まだシーズンの折り返しにも入っていない時点で、3勝と賞金ランキング1位となり、自分が立てた目標を現実のものにしている。
当然のように、アメリカ進出や、来年の世界ランキング順位に応じて出場権が与えられる2020年東京五輪出場に期待が生じるしかない。そんな話になるたびにチェ・ヘジンは、決まりが悪そうな表情を隠せない。
彼女は「夢は持っているが、やりたいからといってできるものではないので、黙々と一歩ずつ近づいていきたい。一生懸命していれば、結果もついてくるのでは」と、即答を避けた。ファンクラブ名でもある“ワールドクイーン”になる時期を設定しているかどうかを尋ねると、鼻の先から頬まで赤くした。

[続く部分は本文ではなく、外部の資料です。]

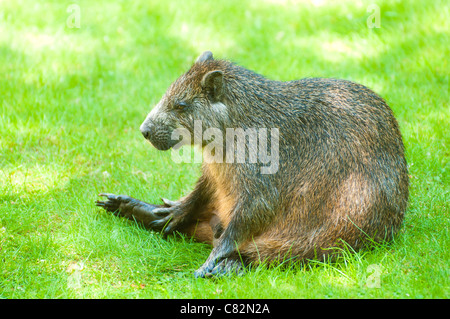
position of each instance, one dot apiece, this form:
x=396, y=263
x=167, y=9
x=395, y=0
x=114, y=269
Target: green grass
x=72, y=100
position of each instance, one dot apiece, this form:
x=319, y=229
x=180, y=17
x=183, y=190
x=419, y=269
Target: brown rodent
x=341, y=174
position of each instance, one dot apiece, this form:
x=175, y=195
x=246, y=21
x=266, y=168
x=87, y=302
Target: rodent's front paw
x=118, y=204
x=170, y=217
x=226, y=266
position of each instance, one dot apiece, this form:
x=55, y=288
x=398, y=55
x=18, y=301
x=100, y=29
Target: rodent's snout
x=158, y=135
x=146, y=129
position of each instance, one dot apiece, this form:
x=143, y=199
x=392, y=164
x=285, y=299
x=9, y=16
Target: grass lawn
x=76, y=82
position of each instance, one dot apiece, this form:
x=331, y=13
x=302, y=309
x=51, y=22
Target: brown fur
x=342, y=173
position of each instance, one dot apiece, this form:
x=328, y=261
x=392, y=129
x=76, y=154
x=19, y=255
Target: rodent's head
x=196, y=95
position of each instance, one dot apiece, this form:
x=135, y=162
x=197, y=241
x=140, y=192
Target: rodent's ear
x=205, y=56
x=212, y=82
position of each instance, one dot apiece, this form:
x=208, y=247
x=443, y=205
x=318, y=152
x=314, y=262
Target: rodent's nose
x=146, y=129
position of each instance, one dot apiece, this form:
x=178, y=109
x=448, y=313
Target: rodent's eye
x=180, y=105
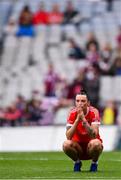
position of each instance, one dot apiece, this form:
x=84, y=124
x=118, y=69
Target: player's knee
x=66, y=145
x=95, y=145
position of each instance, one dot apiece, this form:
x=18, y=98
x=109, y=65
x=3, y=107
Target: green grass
x=56, y=165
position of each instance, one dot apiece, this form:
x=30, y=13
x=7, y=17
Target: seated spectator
x=106, y=61
x=109, y=114
x=77, y=85
x=75, y=52
x=109, y=5
x=118, y=37
x=10, y=28
x=91, y=84
x=12, y=115
x=92, y=54
x=117, y=66
x=25, y=23
x=91, y=39
x=41, y=16
x=71, y=15
x=33, y=112
x=55, y=16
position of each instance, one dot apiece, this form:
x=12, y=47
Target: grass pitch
x=56, y=165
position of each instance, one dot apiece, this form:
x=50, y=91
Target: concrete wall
x=48, y=138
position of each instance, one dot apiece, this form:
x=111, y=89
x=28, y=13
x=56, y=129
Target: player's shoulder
x=72, y=110
x=94, y=110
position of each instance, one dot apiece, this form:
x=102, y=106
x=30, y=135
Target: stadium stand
x=24, y=60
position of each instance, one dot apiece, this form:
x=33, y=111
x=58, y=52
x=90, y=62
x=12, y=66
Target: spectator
x=77, y=85
x=92, y=85
x=117, y=66
x=106, y=61
x=33, y=112
x=93, y=55
x=91, y=39
x=75, y=52
x=12, y=115
x=55, y=16
x=41, y=16
x=109, y=114
x=71, y=15
x=20, y=104
x=118, y=37
x=25, y=23
x=10, y=28
x=109, y=5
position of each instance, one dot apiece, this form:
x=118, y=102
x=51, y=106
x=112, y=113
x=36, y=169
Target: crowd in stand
x=99, y=60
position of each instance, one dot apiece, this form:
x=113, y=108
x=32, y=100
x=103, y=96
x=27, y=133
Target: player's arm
x=92, y=129
x=72, y=128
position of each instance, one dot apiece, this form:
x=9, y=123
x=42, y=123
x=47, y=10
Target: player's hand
x=80, y=114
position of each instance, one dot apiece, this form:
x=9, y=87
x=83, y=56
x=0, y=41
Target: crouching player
x=83, y=139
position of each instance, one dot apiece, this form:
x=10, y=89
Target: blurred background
x=49, y=51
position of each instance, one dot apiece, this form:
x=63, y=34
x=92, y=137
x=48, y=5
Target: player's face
x=81, y=101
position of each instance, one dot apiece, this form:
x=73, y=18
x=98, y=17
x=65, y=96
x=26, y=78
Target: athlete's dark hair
x=83, y=92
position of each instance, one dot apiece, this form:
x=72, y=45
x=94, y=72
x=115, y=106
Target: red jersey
x=81, y=134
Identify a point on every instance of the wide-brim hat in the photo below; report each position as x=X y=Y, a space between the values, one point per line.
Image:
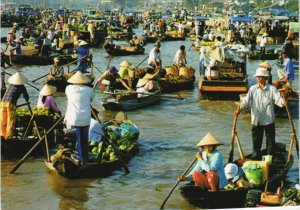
x=261 y=72
x=265 y=64
x=125 y=63
x=209 y=139
x=142 y=82
x=48 y=90
x=17 y=79
x=82 y=43
x=231 y=170
x=79 y=78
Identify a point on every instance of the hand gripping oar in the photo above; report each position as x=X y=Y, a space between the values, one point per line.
x=184 y=173
x=26 y=82
x=113 y=146
x=34 y=146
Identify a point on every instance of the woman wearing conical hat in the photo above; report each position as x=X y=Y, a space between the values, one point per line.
x=78 y=113
x=46 y=99
x=9 y=102
x=209 y=172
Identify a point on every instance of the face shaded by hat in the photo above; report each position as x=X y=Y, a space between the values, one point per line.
x=113 y=69
x=125 y=64
x=261 y=72
x=208 y=140
x=48 y=90
x=17 y=79
x=231 y=170
x=79 y=79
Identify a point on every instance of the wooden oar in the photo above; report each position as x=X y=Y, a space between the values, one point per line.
x=106 y=138
x=294 y=137
x=177 y=182
x=33 y=147
x=26 y=82
x=233 y=132
x=62 y=66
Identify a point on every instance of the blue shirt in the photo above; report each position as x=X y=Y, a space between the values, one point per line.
x=212 y=163
x=288 y=68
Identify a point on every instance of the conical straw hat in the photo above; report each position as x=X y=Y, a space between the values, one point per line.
x=209 y=139
x=17 y=79
x=47 y=90
x=265 y=64
x=125 y=63
x=79 y=78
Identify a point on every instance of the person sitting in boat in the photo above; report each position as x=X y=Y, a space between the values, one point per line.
x=18 y=47
x=154 y=59
x=46 y=99
x=9 y=102
x=109 y=43
x=115 y=81
x=287 y=74
x=83 y=56
x=235 y=176
x=56 y=71
x=135 y=41
x=147 y=85
x=209 y=172
x=180 y=57
x=262 y=98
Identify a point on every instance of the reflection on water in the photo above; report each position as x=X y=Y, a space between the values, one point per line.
x=169 y=133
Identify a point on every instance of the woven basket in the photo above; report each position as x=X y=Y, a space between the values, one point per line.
x=187 y=72
x=172 y=70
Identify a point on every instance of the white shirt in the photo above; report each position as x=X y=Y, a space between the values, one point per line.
x=154 y=56
x=79 y=105
x=95 y=131
x=179 y=57
x=262 y=104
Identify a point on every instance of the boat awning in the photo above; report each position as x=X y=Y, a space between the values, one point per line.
x=241 y=19
x=201 y=19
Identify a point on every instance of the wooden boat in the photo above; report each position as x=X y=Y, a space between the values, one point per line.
x=40 y=60
x=67 y=166
x=237 y=198
x=169 y=85
x=125 y=50
x=230 y=82
x=127 y=101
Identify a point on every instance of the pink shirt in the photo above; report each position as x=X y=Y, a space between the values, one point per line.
x=49 y=103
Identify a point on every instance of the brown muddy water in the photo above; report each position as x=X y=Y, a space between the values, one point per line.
x=168 y=135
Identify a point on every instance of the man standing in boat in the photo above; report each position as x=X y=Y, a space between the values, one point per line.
x=78 y=114
x=155 y=60
x=9 y=102
x=262 y=97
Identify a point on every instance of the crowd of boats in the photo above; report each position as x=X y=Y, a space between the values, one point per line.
x=224 y=44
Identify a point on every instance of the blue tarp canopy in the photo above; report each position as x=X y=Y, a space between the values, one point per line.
x=130 y=11
x=280 y=11
x=241 y=19
x=201 y=19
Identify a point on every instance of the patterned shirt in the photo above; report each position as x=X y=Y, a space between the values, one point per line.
x=14 y=92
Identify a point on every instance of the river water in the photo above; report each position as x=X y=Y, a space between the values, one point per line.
x=168 y=135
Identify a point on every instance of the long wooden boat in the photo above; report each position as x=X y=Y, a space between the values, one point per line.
x=130 y=101
x=229 y=84
x=127 y=144
x=236 y=198
x=40 y=60
x=124 y=52
x=169 y=86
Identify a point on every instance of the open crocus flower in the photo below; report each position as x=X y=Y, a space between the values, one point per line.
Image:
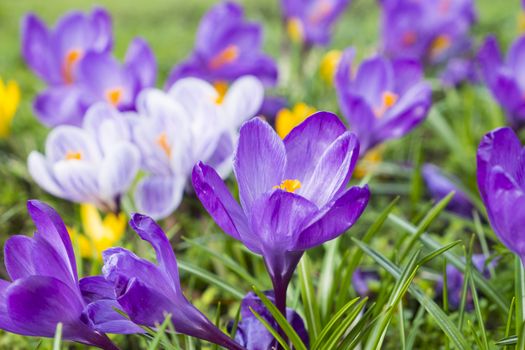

チェ・ヘジンは「あまりにも過大な別名をつけてくれて、身の置き所がない。とてもありがたく、期待に応えなければならないという考えを持っている」と言いながらも、「表現が難しい。ほめられるたびに決まりが悪く思うし、いろいろな感情が交差する。表現が下手でファンに申し訳ない」と笑った。
フェアウェイでは誰も触れることができない勝負師の技量を見せるが、称賛の前では限りなく小さくなる“ツンデレ”の魅力を持つチェ・ヘジン。それでも彼女が「ゴルフの天才」であることは間違いない。